Part (a) - Let the equality relation, x^2 + y^2 = z^2, be given and assume, x^n + y^n = z^n, is true. Factor, x^n + y^n = z^n, thus: x^n-2(x^2) + y^n-2(y^2) = z^n-2(z^2). Substituting equals-for-equals, (x^2 + y^2, for, z^2), we have, x^n-2(x^2) + y^n-2(y^2) = z^n-2(x^2 + y^2). Distributing, we get, x^n-2(x^2) + y^n-2(y^2) = z^n-2(x^2) + z^n-2(y^2). However, it is given that x and y are < z, making the left hand side of the equation ≠ to the right hand side of the equation. Therefore, x^n + y^n ≠ z^n.
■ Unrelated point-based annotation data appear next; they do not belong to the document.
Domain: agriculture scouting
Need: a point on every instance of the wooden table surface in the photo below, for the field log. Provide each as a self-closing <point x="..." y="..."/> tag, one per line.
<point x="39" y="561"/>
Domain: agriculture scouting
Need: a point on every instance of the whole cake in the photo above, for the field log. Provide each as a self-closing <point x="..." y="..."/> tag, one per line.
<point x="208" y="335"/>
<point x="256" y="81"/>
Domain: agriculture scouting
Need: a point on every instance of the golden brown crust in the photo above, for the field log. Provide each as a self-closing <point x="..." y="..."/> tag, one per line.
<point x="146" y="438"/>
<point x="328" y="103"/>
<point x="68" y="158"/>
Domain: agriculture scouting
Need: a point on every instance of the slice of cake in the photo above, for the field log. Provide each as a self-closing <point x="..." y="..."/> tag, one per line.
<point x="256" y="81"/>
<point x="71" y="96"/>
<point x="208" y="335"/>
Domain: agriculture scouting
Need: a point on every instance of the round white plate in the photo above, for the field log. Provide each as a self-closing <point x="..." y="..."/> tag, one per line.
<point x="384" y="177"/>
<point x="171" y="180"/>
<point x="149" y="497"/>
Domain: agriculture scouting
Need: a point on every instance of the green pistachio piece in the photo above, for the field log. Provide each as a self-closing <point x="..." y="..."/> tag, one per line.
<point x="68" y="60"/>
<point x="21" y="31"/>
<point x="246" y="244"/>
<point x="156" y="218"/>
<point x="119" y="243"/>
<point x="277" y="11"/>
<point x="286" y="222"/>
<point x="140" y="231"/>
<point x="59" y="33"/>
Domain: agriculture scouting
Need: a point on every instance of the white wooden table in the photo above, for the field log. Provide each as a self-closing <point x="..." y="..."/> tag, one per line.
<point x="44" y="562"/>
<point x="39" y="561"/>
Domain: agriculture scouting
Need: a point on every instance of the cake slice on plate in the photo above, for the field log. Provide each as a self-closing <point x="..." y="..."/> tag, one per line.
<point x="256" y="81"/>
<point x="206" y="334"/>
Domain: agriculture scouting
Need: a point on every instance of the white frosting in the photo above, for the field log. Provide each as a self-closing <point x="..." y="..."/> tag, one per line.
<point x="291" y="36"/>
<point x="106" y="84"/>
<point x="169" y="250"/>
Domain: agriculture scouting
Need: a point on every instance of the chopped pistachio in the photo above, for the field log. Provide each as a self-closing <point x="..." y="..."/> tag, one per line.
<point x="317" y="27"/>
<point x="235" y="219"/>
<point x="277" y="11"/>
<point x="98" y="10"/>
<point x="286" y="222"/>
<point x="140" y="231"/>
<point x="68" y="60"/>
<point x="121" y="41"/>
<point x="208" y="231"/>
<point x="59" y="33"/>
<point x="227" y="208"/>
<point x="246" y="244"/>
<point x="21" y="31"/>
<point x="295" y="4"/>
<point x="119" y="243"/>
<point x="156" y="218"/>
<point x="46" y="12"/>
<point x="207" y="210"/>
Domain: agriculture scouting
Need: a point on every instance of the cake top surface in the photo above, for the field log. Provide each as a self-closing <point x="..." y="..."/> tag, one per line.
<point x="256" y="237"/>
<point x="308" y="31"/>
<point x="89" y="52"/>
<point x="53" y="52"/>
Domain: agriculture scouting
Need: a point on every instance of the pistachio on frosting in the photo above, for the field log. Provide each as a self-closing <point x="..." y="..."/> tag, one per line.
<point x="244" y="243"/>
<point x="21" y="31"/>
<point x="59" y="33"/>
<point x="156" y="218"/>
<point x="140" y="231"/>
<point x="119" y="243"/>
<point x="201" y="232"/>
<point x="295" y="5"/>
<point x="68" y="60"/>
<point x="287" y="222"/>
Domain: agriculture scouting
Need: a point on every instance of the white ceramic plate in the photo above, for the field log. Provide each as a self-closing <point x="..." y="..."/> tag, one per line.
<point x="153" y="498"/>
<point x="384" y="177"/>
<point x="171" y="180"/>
Part (b) - Inversely, assume, x^n + y^n = z^n, and divide equals-by-equals thus: x^n/z^n-2 + y^n/z^n-2 = z^n/z^n-2 = z^2. Then the left hand side of the equation must be a member of the Set of two squares, rational and/or irrational, whose sum is equal to

z^2. However, by Part (a), any members of the Set such that x^2 + y^2 = z^2, results in the inequality, x^n + y^n ≠ z^n.
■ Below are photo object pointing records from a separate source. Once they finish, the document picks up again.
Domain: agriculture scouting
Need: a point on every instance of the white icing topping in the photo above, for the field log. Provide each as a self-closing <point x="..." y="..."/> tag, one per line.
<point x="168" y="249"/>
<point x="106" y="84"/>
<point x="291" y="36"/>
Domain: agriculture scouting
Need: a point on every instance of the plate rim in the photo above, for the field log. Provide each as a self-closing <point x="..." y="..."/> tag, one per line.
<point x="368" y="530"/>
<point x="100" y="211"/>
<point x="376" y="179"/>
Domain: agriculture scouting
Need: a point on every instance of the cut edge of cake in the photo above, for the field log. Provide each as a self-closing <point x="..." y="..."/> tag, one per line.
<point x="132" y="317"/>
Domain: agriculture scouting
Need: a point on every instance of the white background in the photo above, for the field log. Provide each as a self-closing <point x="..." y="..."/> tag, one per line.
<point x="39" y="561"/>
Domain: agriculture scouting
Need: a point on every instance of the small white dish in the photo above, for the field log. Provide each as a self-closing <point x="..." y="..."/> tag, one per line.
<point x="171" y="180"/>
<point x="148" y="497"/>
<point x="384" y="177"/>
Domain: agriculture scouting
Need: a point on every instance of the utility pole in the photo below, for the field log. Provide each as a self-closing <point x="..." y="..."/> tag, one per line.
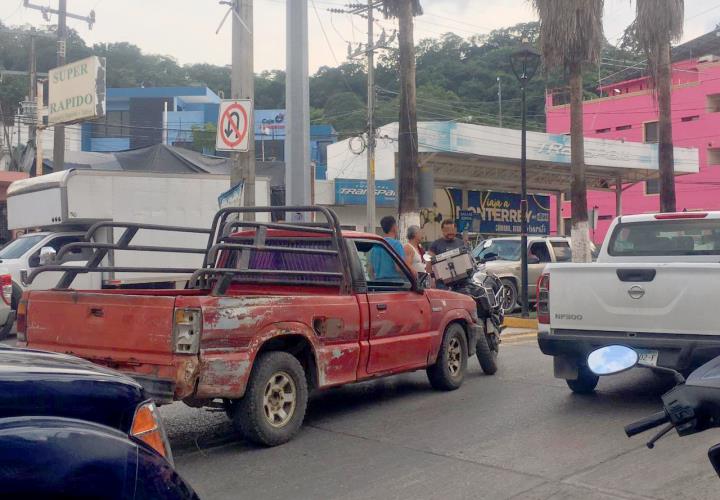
<point x="59" y="130"/>
<point x="32" y="130"/>
<point x="243" y="87"/>
<point x="369" y="51"/>
<point x="371" y="198"/>
<point x="297" y="96"/>
<point x="500" y="102"/>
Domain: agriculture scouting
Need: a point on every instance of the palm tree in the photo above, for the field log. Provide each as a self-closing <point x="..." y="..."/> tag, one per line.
<point x="571" y="34"/>
<point x="405" y="11"/>
<point x="659" y="23"/>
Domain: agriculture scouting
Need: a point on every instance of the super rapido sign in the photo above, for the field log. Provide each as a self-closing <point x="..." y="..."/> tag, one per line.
<point x="77" y="91"/>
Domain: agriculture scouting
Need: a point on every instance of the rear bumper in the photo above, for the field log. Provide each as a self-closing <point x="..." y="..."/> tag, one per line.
<point x="160" y="390"/>
<point x="677" y="351"/>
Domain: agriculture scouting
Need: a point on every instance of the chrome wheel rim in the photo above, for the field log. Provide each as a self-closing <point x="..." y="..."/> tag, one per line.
<point x="454" y="357"/>
<point x="279" y="399"/>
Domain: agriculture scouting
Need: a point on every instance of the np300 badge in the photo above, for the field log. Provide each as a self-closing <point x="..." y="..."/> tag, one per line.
<point x="571" y="317"/>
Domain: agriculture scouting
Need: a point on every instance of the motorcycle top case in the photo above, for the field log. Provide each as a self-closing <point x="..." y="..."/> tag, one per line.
<point x="453" y="266"/>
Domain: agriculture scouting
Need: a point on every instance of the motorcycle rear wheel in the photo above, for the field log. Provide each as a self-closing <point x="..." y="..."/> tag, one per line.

Consequently, whenever, x^2 + y^2 = z^2, then, x^n + y^n ≠ z^n, and FLT is true for Case 1.

Case 2: Let the inequality relation, x^2 + y^2 < z^2, be given and assume, x^n + y^n = z^n. Let x^2 + y^2 + u^2 = z^2, where, u^2 = z^2 - (x^2 + y^2), and let x^2 + y^2 = q^2 < z^2. Then, since q^2 < z^2, therefore, q^n < z^n. And since, x^2 + y^2 < q^2, then by Case 1, x^n + y^n < q^n. Therefore, we have, x^n + y^n < q^n < z^n, or, x^n + y^n < z^n. Consequently, whenever x^2 + y^2 < z^2, then, x^n + y^n ≠ z^n, and FLT is true for Case 2.
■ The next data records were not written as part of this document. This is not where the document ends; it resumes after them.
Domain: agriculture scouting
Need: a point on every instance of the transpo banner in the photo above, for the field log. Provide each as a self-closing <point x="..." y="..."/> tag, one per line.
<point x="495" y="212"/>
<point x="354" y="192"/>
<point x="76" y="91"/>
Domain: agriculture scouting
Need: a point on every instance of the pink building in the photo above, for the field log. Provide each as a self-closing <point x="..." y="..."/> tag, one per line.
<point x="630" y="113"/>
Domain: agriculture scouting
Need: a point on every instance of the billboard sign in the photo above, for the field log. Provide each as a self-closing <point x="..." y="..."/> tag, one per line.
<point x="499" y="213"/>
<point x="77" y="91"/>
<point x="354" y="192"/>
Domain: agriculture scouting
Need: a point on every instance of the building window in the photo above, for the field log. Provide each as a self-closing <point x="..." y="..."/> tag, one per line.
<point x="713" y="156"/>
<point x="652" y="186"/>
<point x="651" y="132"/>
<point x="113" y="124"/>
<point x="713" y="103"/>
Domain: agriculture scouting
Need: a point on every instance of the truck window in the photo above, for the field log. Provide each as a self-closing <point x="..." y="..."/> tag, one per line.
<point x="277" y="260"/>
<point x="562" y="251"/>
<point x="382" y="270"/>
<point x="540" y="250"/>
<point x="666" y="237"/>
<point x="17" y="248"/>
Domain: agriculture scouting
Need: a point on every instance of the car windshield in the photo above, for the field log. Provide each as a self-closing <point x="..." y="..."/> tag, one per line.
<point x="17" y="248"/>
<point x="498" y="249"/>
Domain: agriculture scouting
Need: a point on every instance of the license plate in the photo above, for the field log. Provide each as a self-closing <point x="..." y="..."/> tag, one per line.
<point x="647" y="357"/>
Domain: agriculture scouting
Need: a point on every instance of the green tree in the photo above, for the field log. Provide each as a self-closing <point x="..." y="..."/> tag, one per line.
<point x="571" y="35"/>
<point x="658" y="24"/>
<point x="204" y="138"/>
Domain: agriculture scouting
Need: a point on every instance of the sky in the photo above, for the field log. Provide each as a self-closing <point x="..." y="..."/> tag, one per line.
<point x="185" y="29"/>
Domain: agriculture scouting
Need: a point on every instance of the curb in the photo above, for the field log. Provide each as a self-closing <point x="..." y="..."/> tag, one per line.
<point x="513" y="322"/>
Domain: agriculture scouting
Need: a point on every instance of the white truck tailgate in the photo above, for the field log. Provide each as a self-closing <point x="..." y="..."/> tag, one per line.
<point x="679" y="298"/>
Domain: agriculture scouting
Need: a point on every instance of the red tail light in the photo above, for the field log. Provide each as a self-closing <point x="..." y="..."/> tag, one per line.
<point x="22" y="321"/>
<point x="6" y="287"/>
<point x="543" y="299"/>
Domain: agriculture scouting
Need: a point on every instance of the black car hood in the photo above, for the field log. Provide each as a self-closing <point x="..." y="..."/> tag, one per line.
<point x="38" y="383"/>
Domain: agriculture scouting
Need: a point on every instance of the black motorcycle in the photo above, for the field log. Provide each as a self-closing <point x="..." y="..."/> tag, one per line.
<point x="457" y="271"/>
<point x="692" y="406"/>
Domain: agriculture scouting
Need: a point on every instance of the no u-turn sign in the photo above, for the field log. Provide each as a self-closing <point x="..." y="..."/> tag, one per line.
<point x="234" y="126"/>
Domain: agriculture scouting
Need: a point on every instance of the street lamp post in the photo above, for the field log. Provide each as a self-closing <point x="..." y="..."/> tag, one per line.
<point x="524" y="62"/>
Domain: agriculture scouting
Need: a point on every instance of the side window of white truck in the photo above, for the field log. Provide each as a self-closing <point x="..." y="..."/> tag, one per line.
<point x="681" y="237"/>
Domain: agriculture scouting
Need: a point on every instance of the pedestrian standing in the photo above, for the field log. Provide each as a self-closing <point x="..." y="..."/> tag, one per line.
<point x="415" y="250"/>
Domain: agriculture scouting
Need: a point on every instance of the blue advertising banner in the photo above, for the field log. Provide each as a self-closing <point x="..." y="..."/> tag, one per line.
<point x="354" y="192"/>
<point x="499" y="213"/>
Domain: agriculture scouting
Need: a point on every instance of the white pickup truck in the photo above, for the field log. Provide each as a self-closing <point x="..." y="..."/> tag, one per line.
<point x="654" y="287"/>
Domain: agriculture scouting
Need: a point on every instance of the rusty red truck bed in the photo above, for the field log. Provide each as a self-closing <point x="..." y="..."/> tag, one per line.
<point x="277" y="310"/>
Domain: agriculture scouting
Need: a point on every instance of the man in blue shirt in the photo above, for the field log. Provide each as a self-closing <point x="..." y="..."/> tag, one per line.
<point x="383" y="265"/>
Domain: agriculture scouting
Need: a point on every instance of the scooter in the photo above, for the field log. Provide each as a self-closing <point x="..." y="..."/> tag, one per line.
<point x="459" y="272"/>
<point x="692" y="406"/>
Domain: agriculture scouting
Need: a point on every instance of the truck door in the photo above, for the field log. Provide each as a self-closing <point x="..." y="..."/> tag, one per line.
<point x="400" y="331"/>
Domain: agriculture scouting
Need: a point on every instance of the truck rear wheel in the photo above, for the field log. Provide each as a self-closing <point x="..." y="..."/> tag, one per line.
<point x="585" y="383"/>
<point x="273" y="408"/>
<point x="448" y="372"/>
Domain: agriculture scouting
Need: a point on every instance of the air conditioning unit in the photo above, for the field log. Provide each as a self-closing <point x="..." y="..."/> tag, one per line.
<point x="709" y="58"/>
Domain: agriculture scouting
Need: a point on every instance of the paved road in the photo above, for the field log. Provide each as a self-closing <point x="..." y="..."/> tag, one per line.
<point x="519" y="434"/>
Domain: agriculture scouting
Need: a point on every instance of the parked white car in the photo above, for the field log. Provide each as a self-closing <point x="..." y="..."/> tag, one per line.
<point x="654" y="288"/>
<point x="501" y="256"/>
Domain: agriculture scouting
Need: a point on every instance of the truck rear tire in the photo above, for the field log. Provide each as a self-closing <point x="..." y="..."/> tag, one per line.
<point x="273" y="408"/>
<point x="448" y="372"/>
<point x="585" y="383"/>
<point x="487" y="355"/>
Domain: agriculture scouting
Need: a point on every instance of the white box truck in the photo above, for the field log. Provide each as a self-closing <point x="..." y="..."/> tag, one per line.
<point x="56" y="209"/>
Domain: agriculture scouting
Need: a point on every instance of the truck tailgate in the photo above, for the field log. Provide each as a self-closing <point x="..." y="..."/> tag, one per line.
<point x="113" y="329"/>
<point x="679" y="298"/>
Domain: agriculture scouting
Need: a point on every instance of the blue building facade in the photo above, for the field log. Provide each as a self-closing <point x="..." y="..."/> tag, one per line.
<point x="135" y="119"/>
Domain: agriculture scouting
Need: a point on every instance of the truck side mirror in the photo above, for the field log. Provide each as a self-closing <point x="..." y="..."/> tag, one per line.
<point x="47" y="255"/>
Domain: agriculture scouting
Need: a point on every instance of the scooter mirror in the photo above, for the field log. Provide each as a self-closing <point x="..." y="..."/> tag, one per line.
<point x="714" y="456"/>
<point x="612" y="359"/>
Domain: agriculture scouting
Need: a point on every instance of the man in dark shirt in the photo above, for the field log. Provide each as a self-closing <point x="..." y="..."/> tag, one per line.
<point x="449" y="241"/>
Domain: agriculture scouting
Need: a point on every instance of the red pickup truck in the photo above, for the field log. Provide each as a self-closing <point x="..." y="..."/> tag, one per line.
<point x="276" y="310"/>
Case 3 - Let the inequality relation, x^2 + y^2 > z^2, be given and assume x^n + y^n = z^n. Let, x^2 + y^2 - u^2 = z^2, where, u^2 = (x^2 + y^2) - z^2. Then by the Trichotomy Law, x^n + y^n < = > z^n + u^n. If, x^n + y^n = z^n + u^n, then, x^n + y^n ≠ z^n. If, x^n + y^n < > z^n + u^n, then, by the Trichotomy Law, x^n + y^n < = >

z^n. If, x^n + y^n < > z^n, there is agreement with FLT. If we assume, x^n + y^n = z^n, then by Case 1 the assumption is false and, x^n + y^n ≠ z^n.

Consequently, FLT is true for Case 3.

Therefore, since Case 1, 2, and 3 exhaust all whole number possibilities, it has been shown what is necessary and sufficient to prove FLT, namely, x^n + y^n ≠ z^n, n>2, in whole numbers, is always true.

QED

willacaleb (LKS)